Jan 31 2012
Blank Healing
I come across many different healing claims or requests for me to evaluate such claims. They are depressingly similar. You can essentially put the word “healing” after just about anything and insert it into a boiler plate article about how fabulous it is. Here is a credulous article about one self-styled healer, with the specific reference removed:
“Lhoest, one of Pucci’s blank students, had pain in her back and feet from the stresses of work and child rearing. She came to Pucci’s home for blank healing. Others around the world use similar techniques with different instruments, such as blank or blank. Pucci uses blank like a “focused laser” because it is the best tool she has for the job.
“It’s really hard to explain this because there is no language for it. In a way, it’s magic. All I know is that it works,” Pucci said. “Sometimes people cry because it allows them to release something they were holding on to.” There are schools for blank healing, but Pucci never went to one. Aside from reading books and taking a few workshops on the subject, she has been on a self-taught journey for 30 years. She makes a living as a blank and doesn’t advertise herself as a blank healer. In fact, she practices blank healing only on her students and others who are close to her. “It is so special to me that I don’t want it to become commercialized,” said Pucci, holding back tears sparked by that thought. “It’s like this magic I do that I’m very careful about.”
This article could be about anything – of course you have to open with a warm and fuzzy anecdote, and portray the practitioner as a saint who just wants to help people. In this case Pucci may in fact be sincere, in other cases the practitioners are clearly making a living from their claims.

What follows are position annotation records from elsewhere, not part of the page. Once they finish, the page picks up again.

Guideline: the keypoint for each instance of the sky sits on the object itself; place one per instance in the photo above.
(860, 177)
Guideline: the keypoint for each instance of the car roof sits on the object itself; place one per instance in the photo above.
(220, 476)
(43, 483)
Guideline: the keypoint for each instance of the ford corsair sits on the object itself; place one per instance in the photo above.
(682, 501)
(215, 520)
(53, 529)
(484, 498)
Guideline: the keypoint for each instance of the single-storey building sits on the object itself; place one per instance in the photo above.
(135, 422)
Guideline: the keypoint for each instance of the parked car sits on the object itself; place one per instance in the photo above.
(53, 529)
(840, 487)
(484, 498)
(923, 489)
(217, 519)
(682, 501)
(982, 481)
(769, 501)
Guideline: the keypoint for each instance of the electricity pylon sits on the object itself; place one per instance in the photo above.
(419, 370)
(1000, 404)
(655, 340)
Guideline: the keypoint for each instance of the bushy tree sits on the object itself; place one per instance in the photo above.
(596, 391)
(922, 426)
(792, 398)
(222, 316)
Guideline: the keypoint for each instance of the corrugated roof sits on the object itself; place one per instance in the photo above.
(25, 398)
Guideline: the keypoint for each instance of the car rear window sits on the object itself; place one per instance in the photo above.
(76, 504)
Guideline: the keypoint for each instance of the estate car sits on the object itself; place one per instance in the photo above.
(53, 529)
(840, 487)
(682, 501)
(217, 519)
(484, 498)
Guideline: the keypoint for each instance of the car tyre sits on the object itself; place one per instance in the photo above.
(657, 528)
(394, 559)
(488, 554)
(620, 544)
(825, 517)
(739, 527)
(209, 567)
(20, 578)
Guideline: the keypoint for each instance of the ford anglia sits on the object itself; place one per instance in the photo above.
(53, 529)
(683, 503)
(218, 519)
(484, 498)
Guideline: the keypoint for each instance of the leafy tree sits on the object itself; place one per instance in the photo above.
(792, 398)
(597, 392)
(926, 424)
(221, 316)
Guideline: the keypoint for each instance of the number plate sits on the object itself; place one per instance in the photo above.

Pucci’s attitude is typical – I don’t know how it works, it’s like magic, all I know is that it works. Well – actually she doesn’t. This, of course, is the core fallacy of the magical healer – thinking that because anecdotal experience makes it seem as if their ministrations are working, that they are. This ignores all the various mechanisms of self deception that largely make up placebo effects, such as regression to the mean, assessment bias, and wishful thinking. Also there are non-specific effects just from relaxing and getting kind attention such as the laying on of hands. It is supremely naive to think that one can conclude a treatment works simply from subjective anecdotal reports.
That, however, is the default assumption that people make. We appear to be hard wired to do so, to be compelled by personal stories. It takes an education in science (and particularly medical science) and critical thinking to beat such assumptions out of you over time. Even still, many doctors manage to get through their training with their naive default reactions to anecdotes largely intact.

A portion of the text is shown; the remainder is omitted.